Despite testimony from alleged male victims, insurance companies agreed to pay a $3 million settlement after a Haitian orphanage owner accused of sexually abusing young boys sued his accuser in a defamation lawsuit.
The settlement, which benefits Hearts for Haiti, recently ended a lawsuit in the state of Maine that has dragged out since 2013 regarding orphanage founder Michael Geilenfeld, an attorney told The Associated Press.
After activist Paul Kendrick accused Geilenfeld of sexually abusing children in his care at his St. Joseph Family organization he operated, Geilenfeld waged a lawsuit against Kendrick for defamation.
Geilenfeld, however won’t get to touch the settlement money Kendrick’s insurance companies agreed to pay, The Associated Press reported.
The big winner is Hearts for Haiti, the primary funding source for the St. Joseph Family serving former street children, child slaves and people with disabilities in Haiti, according to the Hearts for Haiti website.
“It does not mean the brave victims coming forward have done so in vain,” Kendrick told The Associated Press. “The testimonies in evidence against Geilenfeld belong in a criminal investigation.”
Kendrick told the news agency he’s spoken to 16 young men who have said Geilenfeld abused them in Port-au-Prince years ago when they were boys.

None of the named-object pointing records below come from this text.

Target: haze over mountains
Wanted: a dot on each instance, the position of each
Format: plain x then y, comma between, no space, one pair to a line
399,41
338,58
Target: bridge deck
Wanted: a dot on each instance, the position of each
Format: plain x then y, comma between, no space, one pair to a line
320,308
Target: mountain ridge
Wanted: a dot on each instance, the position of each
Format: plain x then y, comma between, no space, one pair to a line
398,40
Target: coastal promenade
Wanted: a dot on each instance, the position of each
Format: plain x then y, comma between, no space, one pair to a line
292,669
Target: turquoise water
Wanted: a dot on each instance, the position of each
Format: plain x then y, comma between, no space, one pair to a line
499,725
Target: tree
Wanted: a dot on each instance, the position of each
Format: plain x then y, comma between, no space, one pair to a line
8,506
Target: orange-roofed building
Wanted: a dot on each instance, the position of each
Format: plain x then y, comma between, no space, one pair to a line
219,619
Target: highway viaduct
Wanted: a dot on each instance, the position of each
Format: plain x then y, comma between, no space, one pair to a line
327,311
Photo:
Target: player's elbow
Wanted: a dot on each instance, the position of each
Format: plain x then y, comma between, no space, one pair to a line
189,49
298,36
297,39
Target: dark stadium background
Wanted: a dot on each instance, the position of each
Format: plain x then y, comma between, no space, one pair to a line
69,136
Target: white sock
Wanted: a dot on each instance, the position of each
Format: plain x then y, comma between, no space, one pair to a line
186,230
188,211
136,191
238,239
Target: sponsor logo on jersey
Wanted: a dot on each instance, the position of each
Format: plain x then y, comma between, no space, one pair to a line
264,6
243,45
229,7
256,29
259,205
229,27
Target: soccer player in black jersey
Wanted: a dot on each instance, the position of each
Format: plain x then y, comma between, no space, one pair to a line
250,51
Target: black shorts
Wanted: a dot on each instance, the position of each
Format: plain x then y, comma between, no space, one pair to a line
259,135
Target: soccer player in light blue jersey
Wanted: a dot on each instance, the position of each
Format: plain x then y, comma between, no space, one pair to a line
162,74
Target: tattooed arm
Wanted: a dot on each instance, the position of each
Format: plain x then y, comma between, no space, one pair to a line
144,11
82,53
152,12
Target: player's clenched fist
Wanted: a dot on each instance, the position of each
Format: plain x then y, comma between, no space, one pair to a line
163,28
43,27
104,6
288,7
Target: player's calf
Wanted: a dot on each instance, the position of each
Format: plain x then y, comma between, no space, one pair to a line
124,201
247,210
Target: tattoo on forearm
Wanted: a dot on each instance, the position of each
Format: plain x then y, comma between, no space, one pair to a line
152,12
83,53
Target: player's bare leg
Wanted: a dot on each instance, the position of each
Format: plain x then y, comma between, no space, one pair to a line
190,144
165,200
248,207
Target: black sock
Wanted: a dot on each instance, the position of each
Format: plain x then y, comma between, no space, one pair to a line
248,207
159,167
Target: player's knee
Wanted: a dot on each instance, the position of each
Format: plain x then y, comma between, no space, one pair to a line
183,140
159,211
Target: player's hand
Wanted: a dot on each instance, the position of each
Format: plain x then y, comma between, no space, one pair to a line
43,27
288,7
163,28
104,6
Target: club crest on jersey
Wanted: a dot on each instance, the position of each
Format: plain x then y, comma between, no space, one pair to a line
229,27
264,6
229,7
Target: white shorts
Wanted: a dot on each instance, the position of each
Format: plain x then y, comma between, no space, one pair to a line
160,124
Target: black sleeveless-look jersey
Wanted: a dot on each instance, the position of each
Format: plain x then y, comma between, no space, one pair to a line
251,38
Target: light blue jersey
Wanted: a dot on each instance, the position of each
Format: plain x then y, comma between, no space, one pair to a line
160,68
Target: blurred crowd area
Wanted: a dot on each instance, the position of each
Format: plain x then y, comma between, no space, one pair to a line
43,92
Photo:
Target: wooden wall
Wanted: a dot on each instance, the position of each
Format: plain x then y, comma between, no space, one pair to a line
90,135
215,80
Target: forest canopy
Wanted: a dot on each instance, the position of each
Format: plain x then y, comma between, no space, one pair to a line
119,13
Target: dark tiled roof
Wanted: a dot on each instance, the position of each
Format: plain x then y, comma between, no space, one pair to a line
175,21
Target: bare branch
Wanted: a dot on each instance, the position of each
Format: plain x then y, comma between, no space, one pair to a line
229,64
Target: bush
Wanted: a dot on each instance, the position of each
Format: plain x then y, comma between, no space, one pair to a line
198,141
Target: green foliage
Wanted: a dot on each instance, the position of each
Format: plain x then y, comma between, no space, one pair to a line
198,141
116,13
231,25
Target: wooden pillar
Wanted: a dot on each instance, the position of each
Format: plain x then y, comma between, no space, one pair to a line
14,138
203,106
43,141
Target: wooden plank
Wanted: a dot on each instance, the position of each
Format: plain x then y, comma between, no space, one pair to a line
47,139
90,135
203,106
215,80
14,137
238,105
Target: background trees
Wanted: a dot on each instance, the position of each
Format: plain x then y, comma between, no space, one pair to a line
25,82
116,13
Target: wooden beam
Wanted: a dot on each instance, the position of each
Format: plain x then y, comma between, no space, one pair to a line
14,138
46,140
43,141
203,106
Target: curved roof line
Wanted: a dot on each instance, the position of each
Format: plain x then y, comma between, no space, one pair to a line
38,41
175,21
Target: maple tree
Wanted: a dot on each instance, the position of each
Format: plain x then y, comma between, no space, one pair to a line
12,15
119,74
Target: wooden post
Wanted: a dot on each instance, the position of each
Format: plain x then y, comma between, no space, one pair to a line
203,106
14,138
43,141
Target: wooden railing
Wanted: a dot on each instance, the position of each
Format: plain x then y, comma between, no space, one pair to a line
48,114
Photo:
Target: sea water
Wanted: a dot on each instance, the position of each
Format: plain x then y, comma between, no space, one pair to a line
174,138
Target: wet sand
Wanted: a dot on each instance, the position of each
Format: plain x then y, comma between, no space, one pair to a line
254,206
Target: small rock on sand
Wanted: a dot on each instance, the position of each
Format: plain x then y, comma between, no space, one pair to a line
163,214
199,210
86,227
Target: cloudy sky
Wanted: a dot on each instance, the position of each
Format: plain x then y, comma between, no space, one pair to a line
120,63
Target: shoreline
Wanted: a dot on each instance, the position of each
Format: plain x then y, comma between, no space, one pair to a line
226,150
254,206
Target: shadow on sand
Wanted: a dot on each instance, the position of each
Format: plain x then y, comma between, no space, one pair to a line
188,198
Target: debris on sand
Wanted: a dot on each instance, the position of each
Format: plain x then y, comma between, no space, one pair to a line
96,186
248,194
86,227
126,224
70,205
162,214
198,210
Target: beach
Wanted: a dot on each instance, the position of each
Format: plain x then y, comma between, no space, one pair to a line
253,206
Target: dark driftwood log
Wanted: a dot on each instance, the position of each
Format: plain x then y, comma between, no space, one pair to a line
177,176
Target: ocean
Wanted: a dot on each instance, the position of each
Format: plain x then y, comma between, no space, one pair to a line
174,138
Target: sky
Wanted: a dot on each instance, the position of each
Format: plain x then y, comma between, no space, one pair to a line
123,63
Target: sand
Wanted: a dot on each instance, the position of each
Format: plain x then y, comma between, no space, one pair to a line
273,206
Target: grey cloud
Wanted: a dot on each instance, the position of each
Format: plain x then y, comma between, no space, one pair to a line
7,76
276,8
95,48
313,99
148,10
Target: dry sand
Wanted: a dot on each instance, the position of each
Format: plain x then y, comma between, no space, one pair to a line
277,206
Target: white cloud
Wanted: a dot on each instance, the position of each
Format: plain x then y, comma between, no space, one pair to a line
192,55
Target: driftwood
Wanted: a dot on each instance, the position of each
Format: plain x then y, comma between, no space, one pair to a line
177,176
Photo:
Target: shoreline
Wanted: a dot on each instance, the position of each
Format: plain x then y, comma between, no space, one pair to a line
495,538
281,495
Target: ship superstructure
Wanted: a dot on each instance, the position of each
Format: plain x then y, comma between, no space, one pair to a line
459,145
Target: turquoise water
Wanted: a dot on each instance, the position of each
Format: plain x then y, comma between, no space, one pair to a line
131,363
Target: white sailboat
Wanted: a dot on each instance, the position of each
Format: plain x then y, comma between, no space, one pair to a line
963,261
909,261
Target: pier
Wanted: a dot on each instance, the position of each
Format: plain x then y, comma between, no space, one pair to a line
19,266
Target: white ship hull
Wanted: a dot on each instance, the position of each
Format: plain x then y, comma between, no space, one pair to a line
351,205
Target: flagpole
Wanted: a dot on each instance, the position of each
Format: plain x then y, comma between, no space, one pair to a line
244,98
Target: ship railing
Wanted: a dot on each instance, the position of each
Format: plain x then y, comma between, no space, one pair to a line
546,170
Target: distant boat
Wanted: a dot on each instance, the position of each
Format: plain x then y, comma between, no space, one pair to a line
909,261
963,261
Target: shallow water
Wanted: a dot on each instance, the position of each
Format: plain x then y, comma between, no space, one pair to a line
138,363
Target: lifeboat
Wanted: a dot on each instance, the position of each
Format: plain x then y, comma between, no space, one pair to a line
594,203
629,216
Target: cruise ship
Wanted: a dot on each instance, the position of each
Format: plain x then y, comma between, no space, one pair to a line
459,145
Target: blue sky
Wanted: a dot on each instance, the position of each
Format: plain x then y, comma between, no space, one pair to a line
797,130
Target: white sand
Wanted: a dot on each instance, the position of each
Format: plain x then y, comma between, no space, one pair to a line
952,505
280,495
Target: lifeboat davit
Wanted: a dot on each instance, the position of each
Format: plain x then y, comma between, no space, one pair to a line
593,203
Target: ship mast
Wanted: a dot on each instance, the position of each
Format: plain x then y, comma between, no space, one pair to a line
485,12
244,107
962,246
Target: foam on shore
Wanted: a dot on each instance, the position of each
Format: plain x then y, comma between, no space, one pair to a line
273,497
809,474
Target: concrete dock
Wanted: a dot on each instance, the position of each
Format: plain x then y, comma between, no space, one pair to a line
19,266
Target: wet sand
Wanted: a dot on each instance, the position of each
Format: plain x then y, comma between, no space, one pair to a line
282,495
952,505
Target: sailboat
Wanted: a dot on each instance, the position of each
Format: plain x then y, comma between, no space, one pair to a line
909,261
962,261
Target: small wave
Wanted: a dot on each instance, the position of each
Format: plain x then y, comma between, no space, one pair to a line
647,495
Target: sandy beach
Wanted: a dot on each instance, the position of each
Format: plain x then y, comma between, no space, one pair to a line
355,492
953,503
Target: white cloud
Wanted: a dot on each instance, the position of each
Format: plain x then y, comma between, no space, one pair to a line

Geilenfeld founded the St. Joseph’s Home for Boys in Port-Au-Prince in 1985, and it is one of several facilities the St. Joseph’s organization oversees.
The Port-Au-Prince facility was closed by Haitian authorities in 2015 after Geilenfeld was arrested in response to the sexual abuse allegations against him, but the facility was reopened for boys 18 and older some months later after Geilenfeld’s release from Haitian prison, the Richmond Times-Dispatch reported.
Attorneys for Hearts With Haiti and Geilenfeld didn’t immediately return reporter phone calls and emails seeking comment, and the whereabouts of Geilenfeld, a U.S. citizen, are unknown, The Associated Press reported.
Geilenfeld, an Iowa native, testified in December of 2018 that the abuse allegations were “vicious, vile lies,” and he contended that Kendrick’s allegations caused him to be falsely imprisoned for 237 days in Haiti.
In the defamation lawsuit, he also said Kendrick cost the North Carolina-based Hearts with Haiti charity millions.
Despite testimony from seven men who said Geilenfeld sexually abused them as boys, an earlier federal jury awarded $14.5 million to Geilenfeld and Hearts with Haiti in 2015, according to multiple news outlets.
The verdict was overturned and bounced to state court when an appeals court decided it should have never been a federal matter.
In trial, Geilenfeld testified he believed he was being accused because he is a gay man serving a homophobic country, the Washington Times reported.
He has since dropped the defamation claim, clearing the way for a settlement, Kendrick’s attorney Mark Randall told The Associated Press.
“The end result is that children are safer,” he said.
The accusations against Geilenfeld evoke several recent cases of alleged sexual abuse regarding Haitian children.
James Daniel Arbaugh, 40, of Stuarts Draft, Va., traveled to Haiti to groom and engage in illicit sexual activity with a minor, according to federal prosecutors.
He was sentenced to 23 years in prison in July of 2018.
Daniel John Pye, 36, formerly of Bradenton, was sentenced to 40 years in prison January of 2018 after he was convicted of traveling to Haiti to engage in sex with minor girls in his care as operator of an orphanage, the Miami Herald reported.
United Nations peacekeepers from Sri Lanka were accused of sexually abusing Haitian children in 2017, and a decade earlier, a group of Haitian children identified 134 Sri Lankan peacekeepers in a child sex ring that went on for three years, The Associated Press reported.
The allegations against Geilenfeld are now in the hands of law enforcement officials, Randall told The Associated Press.